Economic activity in the Third District is expanding but at an uneven pace. Sales at area department stores are reported to be mixed, while activity in the industrial sector continues to expand. New orders and shipments are higher than in May, while inventories remain stable. Employment and the workweek also continue to increase. For the longer term, retailers report widely differing sales forecasts while manufacturers anticipate additional improvement in business conditions. Plans for increases in capital spending over the next two quarters are less widespread than in previous months. Commercial bankers say that business loan demand is flat, but consumer loans are increasing. Housing markets are active, but with the exception of Atlantic City, no speculation in real estate is reported.

Manufacturers responding to the latest Business Outlook Survey report that general business conditions are better than in May. Of the executives surveyed, 42 percent say that business has improved this month. This is similar to the proportion reporting gains in the previous survey. New orders and shipments are higher in June, and inventories remain unchanged after increasing fractionally last month. At the same time, employment and the average workweek in the industrial sector continue to expand, although the gains are not as widespread as in May.

For the longer term, manufacturers continue to be optimistic. More than two-thirds of those polled expect better business conditions by year-end. Specific increases are projected in new orders by about two-thirds of the respondents, and shipments are expected to climb at a similar proportion of the sampled firms. At the same time, inventory levels are expected to increase over the period, and gains in employment are forecast as well. One out of three respondents plans to add to their work forces by December, and one out of five foresees a longer workweek. Increases in capital spending six months out are anticipated at one-third of the firms polled. This is down somewhat from last month and the lowest fraction since last summer.

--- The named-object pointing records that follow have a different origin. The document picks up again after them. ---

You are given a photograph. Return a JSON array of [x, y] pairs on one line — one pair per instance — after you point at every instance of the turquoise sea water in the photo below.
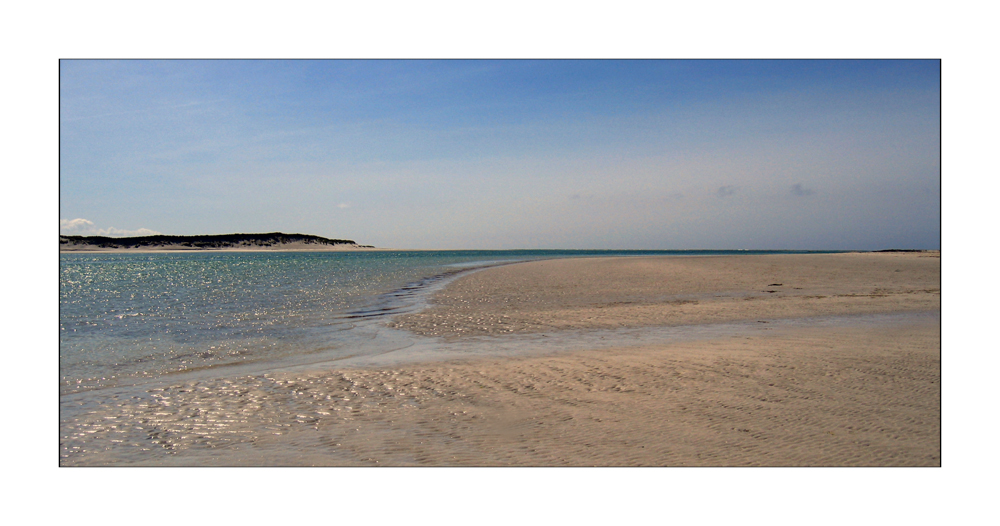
[[127, 318], [167, 359]]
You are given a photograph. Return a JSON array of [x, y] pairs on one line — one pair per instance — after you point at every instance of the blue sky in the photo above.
[[508, 154]]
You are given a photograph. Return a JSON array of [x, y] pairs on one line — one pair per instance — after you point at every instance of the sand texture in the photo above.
[[776, 394], [654, 291]]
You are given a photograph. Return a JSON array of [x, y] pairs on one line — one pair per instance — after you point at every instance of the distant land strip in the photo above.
[[205, 242]]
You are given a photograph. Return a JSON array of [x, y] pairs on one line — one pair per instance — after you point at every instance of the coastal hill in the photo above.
[[271, 241]]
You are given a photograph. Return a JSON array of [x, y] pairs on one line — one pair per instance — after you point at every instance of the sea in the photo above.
[[129, 322]]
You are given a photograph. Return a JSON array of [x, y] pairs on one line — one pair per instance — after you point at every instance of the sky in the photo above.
[[493, 154]]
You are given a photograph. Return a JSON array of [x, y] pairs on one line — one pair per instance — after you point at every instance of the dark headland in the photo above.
[[271, 241]]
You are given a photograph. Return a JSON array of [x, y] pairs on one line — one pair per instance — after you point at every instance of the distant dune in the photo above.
[[272, 241]]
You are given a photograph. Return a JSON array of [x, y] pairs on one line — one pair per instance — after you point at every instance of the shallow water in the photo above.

Prices in the industrial sector continue to climb but increases are no more widespread than in May. Fifty-six percent of those sampled report paying higher prices for their inputs, while 29 percent are receiving higher prices for the products they sell. By December, about eight out of ten expect to be paying more for supplies and seven out of ten anticipate receiving higher prices for their finished products.

Department store sales in the area are mixed. Reports of current dollar sales range from 17 percent above to 8 percent below year-ago levels. For the most part, merchants say that sales are running somewhat below their expectations. They cite unseasonably cool weather, a public transit strike early in May, and going-out-of-business sales by a major competitor as reasons for sluggish performance. In general, inventories are said to be in reasonably good shape.

For the longer term, some retailers expect sales to remain weak throughout the next two quarters, while others look for a pickup. One merchant expects sales by the end of the year to be "about the same as last year in real terms with a 5 percent increase in current dollar sales."

Bankers in the region report that while consumer loans are expanding, business loan demand remains essentially flat. All of the banks contacted have hiked their prime rate to 6 3/4 percent, but bankers say that this has probably not slowed loan demand. One notes that his bank has made a few loans at rates below prime in order to attract some non-local customers.

For the longer term, bankers look for moderate gains in business loans and further increases in interest rates. One banker expects commercial and industrial loan volume by the end of this year to be about 6 percent above year-end '76. He notes that loan volume is currently running behind that expectation. At the same time, gradual increases in interest rates are expected with a prime rate at the end of the year in the 7-7 1/2 percent range.

The subject of real estate speculation was discussed with several contacts at various locations in the Third District. With the exception of Atlantic City, there are no reports of any speculative activity. Mortgage lending is reported to be strong in some parts of the District, but there is little in the way of "second mortgage" activity at the institutions surveyed. One executive of a large MSB in Philadelphia notes that, "We don't have any speculation in this area, and we don't expect to see any." According to this official, land prices and construction costs are going up at "expected" rates and appraisals of existing housing are not climbing "inordinately." Moreover, he adds that there is little or no excess demand for housing in the region, and this type of market will not support much speculation.

Commercial bankers in the Pocono Mountains resort area say that residential and commercial real estate markets appear to be "orderly"—sales activity and price movements are well in line with their expectations. In the Lancaster area, price increases for housing and farmland are about the same as last year. Some farmland there is being converted to commercial use, and all land that is being sold appears to be for the immediate active use of the buyers.

One area where real estate prices have gone up at a much faster rate than in the past is Atlantic City. An official with that city's Housing Authority attributes this to the recent legalization of casino gambling in that city. In one case, a lot which sold for $800 before the casino referendum sold for $10,000 afterwards. In this contact's view, "Some of these prices seem out of line, but with the casinos on the horizon, who knows?"